In Linux, for shared libraries, I usually see .so, .so.1 and .so.1.0 files of one library. For example, library test should be presented by libtest.so libtest.so.1 libtest.so.1.0 files. As my understand, .so.1.0 contains real data; .so is linked to .so.1.0 and is used in linking. But I don't understand the purpose of .so.1 file. Could someone clarify the use of .so.1 file? Thanks.
Let's say we are talking about libtest
. If you look around, you'll see libtest.so
, which is a link to libtest.so.1
, which in turn links to libtest.so.1.5
.
An executable using libtest
will link against libtest.so
which is libtest.so.1
in this case (this is written into the executable, see ldd(1)

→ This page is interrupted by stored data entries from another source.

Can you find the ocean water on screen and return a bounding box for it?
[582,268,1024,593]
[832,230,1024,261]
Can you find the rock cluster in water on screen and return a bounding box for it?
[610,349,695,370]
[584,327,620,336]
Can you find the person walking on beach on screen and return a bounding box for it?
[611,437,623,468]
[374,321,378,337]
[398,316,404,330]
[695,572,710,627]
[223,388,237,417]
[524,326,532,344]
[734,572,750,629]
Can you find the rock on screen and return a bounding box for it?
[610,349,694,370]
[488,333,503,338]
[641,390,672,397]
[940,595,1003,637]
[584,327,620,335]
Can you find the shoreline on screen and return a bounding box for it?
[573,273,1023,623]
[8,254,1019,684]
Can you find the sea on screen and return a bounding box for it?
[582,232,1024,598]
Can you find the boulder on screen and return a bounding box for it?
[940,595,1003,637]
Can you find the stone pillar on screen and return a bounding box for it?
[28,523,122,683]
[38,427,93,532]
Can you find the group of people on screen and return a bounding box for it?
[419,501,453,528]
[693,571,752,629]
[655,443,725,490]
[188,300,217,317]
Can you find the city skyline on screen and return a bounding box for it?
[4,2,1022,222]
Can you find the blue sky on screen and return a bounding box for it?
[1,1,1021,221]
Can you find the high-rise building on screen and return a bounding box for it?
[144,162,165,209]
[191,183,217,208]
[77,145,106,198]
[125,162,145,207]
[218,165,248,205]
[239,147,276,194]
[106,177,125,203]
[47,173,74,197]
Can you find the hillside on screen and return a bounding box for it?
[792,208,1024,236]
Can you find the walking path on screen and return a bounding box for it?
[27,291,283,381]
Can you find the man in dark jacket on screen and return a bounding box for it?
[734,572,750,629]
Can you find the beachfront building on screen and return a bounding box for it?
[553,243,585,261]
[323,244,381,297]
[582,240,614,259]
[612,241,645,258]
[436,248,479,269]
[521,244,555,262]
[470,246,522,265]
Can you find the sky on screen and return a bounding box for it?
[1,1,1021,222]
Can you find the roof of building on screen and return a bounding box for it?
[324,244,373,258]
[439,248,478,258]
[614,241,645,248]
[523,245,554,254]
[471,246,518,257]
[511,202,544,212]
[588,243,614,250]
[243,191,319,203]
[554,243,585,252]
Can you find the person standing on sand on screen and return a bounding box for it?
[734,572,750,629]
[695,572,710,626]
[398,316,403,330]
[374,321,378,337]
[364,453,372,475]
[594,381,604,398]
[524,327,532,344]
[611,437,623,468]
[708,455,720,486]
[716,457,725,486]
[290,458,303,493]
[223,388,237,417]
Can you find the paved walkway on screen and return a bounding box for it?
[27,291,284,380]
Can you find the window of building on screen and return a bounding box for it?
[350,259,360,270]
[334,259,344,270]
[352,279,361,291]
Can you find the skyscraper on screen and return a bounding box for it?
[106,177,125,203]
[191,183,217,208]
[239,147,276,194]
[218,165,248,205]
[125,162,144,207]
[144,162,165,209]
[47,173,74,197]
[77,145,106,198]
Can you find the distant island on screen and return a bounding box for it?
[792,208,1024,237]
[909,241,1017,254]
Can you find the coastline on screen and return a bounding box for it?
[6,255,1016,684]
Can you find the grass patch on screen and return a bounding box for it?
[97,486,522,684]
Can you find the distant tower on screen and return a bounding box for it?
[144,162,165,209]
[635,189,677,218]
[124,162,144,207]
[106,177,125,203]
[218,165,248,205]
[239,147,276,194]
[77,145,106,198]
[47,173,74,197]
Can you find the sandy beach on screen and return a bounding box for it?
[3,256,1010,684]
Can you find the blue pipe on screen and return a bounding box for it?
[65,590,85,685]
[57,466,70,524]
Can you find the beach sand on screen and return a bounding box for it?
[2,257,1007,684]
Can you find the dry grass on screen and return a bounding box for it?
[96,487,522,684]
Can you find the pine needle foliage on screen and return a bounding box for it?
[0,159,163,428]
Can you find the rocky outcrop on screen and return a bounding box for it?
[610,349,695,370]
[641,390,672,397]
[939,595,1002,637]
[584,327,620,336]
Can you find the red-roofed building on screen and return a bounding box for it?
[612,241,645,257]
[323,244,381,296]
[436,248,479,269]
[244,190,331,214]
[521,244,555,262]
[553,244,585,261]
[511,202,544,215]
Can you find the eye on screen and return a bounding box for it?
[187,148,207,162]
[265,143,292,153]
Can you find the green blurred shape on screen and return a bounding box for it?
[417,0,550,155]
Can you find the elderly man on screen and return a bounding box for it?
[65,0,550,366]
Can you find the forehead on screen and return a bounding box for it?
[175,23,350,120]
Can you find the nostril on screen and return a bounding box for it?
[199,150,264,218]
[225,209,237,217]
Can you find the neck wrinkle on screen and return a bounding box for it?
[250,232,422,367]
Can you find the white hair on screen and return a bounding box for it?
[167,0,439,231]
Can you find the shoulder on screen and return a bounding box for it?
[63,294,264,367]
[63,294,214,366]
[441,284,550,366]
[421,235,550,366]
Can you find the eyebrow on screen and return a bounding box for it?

). If your distribution changes libtest
to fix bugs, the new version might give libtest.so.1.6
(and after update libtest.so.1
links to it, running programs will still use libtest.so.1.5
until they exit). As long as no ABI changes are made, everything works fine. And the fact that there are no API changes is signalled by the unchanged 1 version number.
Let's say the busy libtest
beavers come up with a new, all shiny, rewritten from scratch library, with changed ABI. As the ABI changed, they change the major version number to 2. You install that one, and now you have the chain libtest.so --> libtest.so.2 --> libtest.so.2.1
. Note you have now both versions 1 and 2 installed. Your earlier programs still work fine, using libtest.so.1
, but if you compile a new program the compiler (linker, really) will pick up libtest.so
and thus point the executable at the new libtest.so.2.1
(unless specifically asked to use the old version, that is).
Note that the so version numbers don't need to have any relationship to the source code version numbers; the major number is ABI version, the minor number is optional and can be used to track revisions. So here (Fedora 20) I'm using systemd-libs-208-15.fc20.x86_64
, which provides libsystemd-daemon.so.0.0.10
.
These are different versions of the same library.
Normally, you want the most recent stable version of the library, so you link to x.so, which is linked to that most recent version. When a new version becomes available, say x.so.2, you can make your whole system use it, by linking x.so to x.so.2
Sometimes you want to link to an old version - for example if your program relies on a quirk that's been fixed, or the latest version has introduced a bug. Sometimes you want to link to a new experimental version - for example if you're testing it, or if it fixes a bug in the current version. In that case you would link directly to the numbered version - hopefully as a temporary measure.